The present invention relates to methods and systems for layer 3 packet forwarding. More particularly, the present invention relates to methods and systems for hitless restart of layer 3 packet forwarding.
Open systems interConnect (OSI) layer 3 forwarding devices such as internet protocol (IP) routers maintain a routing database and forwarding tables to control the forwarding of layer 3 packets. The routing database may be generated by participating in layer 3 routing protocols to obtain next hop information for received packets. The forwarding tables may be generated based on lookups in the routing table.
Participating in layer 3 routing protocols, such as Open Shortest Path First (OSPF), Border Gateway Protocol (BGP), Intermediate System to Intermediate System (IS-IS), Protocol Independent Multicast (PIM) Dense Mode (PIM-DM), PIM Sparse Mode (PIM-SM), Distance Vector Multicast Routing Protocol (DVMRP), and Core Based Trees (CBT) can consume a high percentage processor cycles of a layer 3 forwarding device, such as an IP router. Accordingly, IP routers typically have a management module that participates in these protocols and distributes routes learned from participating in the layer 3 routing protocols to input/output modules that actually forward packets. For reliability purposes, some layer 3 forwarding devices may include a backup management module to take over participation in layer 3 routing protocols in the event of failure of the main management module. The switching of control from the main management module to the backup management module is referred to as failover.

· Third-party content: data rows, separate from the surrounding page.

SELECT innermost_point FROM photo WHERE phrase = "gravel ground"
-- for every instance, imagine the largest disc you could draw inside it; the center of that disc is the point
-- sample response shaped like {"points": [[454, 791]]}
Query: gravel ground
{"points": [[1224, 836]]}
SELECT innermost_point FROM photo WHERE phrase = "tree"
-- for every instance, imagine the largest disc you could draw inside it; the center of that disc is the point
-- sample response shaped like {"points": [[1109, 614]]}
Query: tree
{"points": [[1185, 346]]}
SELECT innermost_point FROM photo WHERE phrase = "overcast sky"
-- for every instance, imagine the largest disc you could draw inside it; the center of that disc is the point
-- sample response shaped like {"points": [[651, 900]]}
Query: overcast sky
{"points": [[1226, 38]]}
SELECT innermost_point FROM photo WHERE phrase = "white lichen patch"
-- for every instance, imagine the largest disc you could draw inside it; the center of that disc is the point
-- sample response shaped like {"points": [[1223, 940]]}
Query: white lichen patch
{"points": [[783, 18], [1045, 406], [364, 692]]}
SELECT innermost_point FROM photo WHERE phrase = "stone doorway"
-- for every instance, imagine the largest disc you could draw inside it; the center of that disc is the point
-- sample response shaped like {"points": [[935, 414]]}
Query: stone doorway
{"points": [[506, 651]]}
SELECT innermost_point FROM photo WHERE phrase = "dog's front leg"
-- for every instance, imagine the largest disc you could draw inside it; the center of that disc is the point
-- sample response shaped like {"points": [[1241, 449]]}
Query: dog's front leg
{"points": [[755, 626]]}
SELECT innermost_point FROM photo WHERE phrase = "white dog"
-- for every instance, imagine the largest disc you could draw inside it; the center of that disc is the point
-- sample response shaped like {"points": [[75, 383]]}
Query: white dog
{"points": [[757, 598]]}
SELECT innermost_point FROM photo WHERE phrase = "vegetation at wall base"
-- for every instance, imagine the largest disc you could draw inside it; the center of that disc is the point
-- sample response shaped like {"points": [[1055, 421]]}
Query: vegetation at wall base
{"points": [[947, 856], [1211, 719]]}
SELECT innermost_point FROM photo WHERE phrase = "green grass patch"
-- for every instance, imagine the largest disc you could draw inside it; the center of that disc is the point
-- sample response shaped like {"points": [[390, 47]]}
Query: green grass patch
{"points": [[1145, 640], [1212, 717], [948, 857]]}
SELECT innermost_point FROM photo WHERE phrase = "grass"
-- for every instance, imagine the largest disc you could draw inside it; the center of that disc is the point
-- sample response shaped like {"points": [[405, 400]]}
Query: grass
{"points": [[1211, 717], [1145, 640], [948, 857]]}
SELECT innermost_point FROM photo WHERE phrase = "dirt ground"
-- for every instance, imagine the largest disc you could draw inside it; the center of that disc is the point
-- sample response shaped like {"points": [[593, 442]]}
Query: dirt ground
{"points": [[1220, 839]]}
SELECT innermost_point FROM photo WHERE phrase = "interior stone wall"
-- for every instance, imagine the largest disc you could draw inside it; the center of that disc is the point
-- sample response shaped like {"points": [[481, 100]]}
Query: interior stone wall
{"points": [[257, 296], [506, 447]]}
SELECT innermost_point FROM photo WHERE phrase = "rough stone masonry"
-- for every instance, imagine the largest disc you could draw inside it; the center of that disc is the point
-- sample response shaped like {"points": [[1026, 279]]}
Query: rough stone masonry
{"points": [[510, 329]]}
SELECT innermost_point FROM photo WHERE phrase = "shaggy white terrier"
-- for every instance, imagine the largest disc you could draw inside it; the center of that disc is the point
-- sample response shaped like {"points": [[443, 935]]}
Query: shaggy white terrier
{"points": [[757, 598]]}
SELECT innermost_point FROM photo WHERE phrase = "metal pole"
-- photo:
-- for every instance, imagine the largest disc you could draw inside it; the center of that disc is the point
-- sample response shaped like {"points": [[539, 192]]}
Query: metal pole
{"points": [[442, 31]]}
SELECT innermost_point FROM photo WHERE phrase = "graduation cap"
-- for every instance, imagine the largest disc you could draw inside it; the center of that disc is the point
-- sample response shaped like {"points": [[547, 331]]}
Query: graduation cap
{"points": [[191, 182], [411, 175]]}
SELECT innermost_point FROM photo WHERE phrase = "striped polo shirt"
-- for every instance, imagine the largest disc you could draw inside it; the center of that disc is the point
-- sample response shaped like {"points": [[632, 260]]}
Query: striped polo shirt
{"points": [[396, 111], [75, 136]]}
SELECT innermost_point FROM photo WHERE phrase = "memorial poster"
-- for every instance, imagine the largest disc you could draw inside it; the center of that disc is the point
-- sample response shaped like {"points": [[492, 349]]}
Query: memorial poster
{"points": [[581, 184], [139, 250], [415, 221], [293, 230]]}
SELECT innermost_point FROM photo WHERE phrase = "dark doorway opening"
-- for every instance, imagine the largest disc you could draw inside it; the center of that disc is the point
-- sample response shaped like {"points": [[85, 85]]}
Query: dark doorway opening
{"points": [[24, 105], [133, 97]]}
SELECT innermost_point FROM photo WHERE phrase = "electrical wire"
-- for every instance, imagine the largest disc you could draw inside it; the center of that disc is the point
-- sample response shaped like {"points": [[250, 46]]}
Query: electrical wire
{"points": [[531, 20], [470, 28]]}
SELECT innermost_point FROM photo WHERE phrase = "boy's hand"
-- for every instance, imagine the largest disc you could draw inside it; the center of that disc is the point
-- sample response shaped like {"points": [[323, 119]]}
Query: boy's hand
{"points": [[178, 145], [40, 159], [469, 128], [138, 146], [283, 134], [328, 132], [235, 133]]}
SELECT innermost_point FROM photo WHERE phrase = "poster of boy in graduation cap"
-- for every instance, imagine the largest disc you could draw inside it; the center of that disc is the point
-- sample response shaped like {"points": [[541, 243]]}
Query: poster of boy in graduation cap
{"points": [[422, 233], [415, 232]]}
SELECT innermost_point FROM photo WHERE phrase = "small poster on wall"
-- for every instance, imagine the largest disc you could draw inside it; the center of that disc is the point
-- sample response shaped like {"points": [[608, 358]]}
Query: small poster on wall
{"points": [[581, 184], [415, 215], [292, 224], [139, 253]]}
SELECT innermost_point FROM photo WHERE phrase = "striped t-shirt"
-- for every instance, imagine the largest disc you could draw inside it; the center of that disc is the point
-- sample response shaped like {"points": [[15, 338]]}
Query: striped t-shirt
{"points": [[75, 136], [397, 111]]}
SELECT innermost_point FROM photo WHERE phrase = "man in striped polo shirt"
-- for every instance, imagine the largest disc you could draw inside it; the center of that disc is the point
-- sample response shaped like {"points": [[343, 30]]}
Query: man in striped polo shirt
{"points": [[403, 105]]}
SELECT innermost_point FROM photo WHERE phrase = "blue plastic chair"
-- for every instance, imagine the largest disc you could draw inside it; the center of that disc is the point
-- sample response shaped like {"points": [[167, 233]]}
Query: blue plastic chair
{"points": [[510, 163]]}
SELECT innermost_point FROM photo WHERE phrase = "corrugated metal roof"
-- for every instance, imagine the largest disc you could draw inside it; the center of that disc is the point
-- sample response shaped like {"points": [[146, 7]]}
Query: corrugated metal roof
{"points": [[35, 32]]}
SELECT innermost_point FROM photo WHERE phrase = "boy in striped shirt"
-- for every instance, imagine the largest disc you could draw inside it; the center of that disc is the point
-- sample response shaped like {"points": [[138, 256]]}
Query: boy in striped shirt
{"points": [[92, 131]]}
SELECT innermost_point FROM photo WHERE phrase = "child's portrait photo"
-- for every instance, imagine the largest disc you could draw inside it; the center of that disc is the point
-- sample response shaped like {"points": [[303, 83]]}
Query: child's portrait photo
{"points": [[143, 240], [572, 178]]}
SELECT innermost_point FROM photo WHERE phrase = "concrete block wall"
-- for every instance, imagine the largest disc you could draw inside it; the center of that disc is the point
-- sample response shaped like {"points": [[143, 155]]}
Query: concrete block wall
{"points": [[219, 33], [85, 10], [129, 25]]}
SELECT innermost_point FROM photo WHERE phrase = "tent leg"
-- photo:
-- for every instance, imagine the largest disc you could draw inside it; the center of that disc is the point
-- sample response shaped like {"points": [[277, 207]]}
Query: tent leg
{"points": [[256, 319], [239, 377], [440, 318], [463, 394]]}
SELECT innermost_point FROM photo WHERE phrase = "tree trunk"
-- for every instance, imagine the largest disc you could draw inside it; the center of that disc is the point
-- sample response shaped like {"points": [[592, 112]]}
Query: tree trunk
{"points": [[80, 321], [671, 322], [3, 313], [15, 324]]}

One goal of the failover mechanisms is to be hitless with regard to packet forwarding. As used herein, the term “hitless failover” refers to continuing packet forwarding for existing connections when the main management module on a layer 3 forwarding device fails. In some conventional layer 3 forwarding devices, failover mechanisms are not hitless. That is, when the main management module fails, the backup management module must be booted from scratch, and or it must learn routing table entries by participating in the layer 3 routing protocols. Packets on existing connections will be dropped or routed around the failed the device until the new main management module participates in the IP routing protocols to reestablish itself with other nodes in the network. Higher protocol layers running on end nodes are required to retransmit dropped packets. This type of restart can be referred to as “cold restart.” In light of the problems associated with cold restart, hitless restart mechanisms have been proposed. One hitless restart mechanism is proposed in Moy, J., Hitless OSPF Restart, draft-ietf-ospf-hitless-restart-02.text, February 2002 (hereinafter, “Moy”). According to Moy, an OSPF router attempting a hitless restart originates grace link state advertisements (LSAs) announcing the intention to perform a hitless restart and asking for a grace period. During the grace period, its neighbors continue to announce the restarting router in their LSAs as if it were operating normally, and packets are routed through the restarting router using its forwarding tables which are preserved during the restart. One problem with the solution proposed in Moy is that it requires an extension to the OSPF protocol in that routers adjacent to the restarting router must recognize the grace LSAs and give the restarting router a grace period to restart its OSPF protocol function.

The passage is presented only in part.